# Refurbished Mac stores



## Noizmak3r (Nov 23, 2017)

any suggestions on reputable refurbished Mac Pro / iMac stores that will ship to the U.S.?

Thanks in advance


----------



## robh (Nov 24, 2017)

*macsales.com* - I've bought components from them in the past, and I know of others on this forum who have spoken well of this company.
*ipowerresale.com* is another I am aware of, but I don't know about their reputability.

Rob


----------



## paulmatthew (Nov 27, 2017)

Does anyone know if you can legitimately get the the AppleCare 3 year extended warranty on the refurbed macs at Ana sales? It says you can in the description but want to make sure . Any buyers have any feedback or input ? I'm considering building a pc or getting one of their Mac pros so I don't have to switch formats since I'm already in Mac .


----------



## Jeremy Spencer (Nov 27, 2017)

paulmatthew said:


> Does anyone know if you can legitimately get the the AppleCare 3 year extended warranty on the refurbed macs at Ana sales? It says you can in the description but want to make sure . Any buyers have any feedback or input ? I'm considering building a pc or getting one of their Mac pros so I don't have to switch formats since I'm already in Mac .

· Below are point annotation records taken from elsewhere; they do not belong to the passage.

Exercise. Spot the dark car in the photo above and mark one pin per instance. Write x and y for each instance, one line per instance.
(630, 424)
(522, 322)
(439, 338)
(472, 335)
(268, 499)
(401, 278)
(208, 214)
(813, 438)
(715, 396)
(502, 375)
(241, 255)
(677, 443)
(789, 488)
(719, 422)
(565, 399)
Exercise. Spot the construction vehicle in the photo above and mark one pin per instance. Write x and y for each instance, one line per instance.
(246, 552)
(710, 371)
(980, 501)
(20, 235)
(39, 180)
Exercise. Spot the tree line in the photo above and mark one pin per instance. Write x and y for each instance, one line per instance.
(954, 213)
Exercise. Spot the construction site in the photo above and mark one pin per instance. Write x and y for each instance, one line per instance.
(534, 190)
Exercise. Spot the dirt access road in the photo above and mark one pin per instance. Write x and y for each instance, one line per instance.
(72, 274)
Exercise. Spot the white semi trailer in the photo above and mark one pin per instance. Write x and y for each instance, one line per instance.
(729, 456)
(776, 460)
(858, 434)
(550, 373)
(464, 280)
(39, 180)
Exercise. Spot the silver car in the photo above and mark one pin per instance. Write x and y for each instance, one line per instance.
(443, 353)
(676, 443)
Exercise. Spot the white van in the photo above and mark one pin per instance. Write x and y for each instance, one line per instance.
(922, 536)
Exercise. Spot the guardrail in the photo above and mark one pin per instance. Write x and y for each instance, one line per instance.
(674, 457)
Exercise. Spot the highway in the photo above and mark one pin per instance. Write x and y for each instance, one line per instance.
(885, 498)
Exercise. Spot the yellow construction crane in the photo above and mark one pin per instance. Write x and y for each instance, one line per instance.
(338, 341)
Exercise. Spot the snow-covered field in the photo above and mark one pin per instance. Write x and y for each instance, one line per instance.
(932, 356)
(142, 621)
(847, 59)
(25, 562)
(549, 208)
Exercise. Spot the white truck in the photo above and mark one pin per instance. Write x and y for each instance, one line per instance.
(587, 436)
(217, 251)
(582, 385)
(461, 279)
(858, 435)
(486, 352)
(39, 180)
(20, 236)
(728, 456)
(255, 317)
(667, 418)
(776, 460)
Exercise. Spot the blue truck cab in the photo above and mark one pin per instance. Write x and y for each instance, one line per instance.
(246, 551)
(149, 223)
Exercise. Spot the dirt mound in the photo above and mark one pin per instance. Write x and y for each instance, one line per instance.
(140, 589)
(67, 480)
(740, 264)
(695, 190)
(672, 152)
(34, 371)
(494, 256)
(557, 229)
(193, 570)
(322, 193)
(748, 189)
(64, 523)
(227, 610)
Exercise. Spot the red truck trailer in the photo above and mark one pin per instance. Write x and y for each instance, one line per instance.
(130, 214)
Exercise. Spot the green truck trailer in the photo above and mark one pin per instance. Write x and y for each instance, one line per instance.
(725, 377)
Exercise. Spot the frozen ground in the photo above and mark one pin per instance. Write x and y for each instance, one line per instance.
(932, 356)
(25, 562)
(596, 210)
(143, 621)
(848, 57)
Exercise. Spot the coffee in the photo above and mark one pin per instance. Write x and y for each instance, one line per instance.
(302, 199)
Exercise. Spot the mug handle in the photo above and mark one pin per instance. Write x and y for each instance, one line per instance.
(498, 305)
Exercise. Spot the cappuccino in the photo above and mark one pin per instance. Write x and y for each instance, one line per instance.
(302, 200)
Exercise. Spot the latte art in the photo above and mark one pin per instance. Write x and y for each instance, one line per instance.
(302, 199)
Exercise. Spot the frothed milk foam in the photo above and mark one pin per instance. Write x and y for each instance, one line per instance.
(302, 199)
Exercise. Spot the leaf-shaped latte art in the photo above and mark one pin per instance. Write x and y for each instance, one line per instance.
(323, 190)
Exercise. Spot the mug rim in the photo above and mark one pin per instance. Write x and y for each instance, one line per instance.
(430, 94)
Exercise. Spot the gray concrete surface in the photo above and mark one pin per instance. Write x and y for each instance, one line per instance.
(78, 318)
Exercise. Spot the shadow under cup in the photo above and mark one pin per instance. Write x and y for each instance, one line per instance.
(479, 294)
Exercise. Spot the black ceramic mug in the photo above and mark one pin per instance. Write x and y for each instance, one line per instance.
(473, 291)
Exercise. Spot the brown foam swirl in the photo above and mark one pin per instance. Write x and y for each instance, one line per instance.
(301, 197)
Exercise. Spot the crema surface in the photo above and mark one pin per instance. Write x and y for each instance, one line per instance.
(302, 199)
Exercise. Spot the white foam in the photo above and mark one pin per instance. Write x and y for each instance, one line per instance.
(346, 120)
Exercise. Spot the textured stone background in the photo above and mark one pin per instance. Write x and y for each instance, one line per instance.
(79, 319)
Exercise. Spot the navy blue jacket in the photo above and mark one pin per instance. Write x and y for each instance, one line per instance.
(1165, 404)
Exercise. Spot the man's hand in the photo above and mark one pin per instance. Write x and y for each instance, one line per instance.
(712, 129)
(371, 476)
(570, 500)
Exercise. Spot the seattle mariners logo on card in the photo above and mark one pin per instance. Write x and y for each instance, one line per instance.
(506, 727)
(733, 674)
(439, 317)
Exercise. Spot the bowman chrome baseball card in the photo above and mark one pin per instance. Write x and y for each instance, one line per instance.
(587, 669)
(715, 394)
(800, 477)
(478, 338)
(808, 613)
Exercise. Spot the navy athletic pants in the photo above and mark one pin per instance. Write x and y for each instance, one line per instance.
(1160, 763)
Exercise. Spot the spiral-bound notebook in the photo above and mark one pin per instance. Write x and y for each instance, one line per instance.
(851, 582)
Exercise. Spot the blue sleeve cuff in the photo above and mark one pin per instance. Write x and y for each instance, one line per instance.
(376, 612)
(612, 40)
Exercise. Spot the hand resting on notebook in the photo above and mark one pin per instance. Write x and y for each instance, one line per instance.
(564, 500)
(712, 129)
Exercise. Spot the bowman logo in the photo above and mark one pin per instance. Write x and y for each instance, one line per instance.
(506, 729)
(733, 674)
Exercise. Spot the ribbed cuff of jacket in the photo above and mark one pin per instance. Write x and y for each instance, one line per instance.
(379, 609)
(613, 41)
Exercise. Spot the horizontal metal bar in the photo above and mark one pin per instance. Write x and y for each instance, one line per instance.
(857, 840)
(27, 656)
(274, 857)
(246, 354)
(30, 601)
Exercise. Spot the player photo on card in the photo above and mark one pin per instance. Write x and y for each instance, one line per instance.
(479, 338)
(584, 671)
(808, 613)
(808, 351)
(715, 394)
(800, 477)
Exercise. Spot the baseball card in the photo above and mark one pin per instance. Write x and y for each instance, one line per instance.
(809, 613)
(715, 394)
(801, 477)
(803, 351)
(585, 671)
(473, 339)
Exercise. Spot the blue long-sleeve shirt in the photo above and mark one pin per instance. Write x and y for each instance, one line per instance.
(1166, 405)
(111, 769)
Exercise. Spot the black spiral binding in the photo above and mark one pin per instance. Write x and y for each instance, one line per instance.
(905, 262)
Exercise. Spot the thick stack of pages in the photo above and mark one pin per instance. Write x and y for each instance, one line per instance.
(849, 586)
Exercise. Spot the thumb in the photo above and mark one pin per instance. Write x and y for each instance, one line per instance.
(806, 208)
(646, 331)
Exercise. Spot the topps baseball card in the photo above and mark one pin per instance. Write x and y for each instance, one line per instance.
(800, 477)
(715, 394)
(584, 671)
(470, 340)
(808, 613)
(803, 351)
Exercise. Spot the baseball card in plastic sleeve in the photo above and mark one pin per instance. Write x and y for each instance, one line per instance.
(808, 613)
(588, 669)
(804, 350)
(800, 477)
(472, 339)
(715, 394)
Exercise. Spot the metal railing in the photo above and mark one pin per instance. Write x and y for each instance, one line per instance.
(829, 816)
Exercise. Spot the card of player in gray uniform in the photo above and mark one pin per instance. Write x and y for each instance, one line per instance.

Probably only for three years from the release date of the Mac. For example, I doubt they would give you three year Apple Care on a 2013. If they do, then that is a great offer.


----------



## paulmatthew (Nov 27, 2017)

Yeah. They all say that they are refurbed by Apple and only opened to do upgrades so maybe it is possible . I'll try contacting Macsakes then to see what the deal is .


----------



## synthpunk (Nov 27, 2017)

The only one I trust
https://www.apple.com/shop/browse/home/specialdeals/mac


----------



## samphony (Nov 27, 2017)

Apple Care is applicable to all apple products purchased through the Apple.com online store including refurbished macs.


----------



## GdT (Jul 20, 2018)

I like the look of mac-factory in Berlin. I am thinking to buy from them. If anyone has any feedback on them please say.
They have great feedback on eBay. If you are in Europe it might suit you. The speak German and English.
https://mac-factory.de/
https://www.ebay.co.uk/usr/mac-factory?_trksid=p2047675.l2559


----------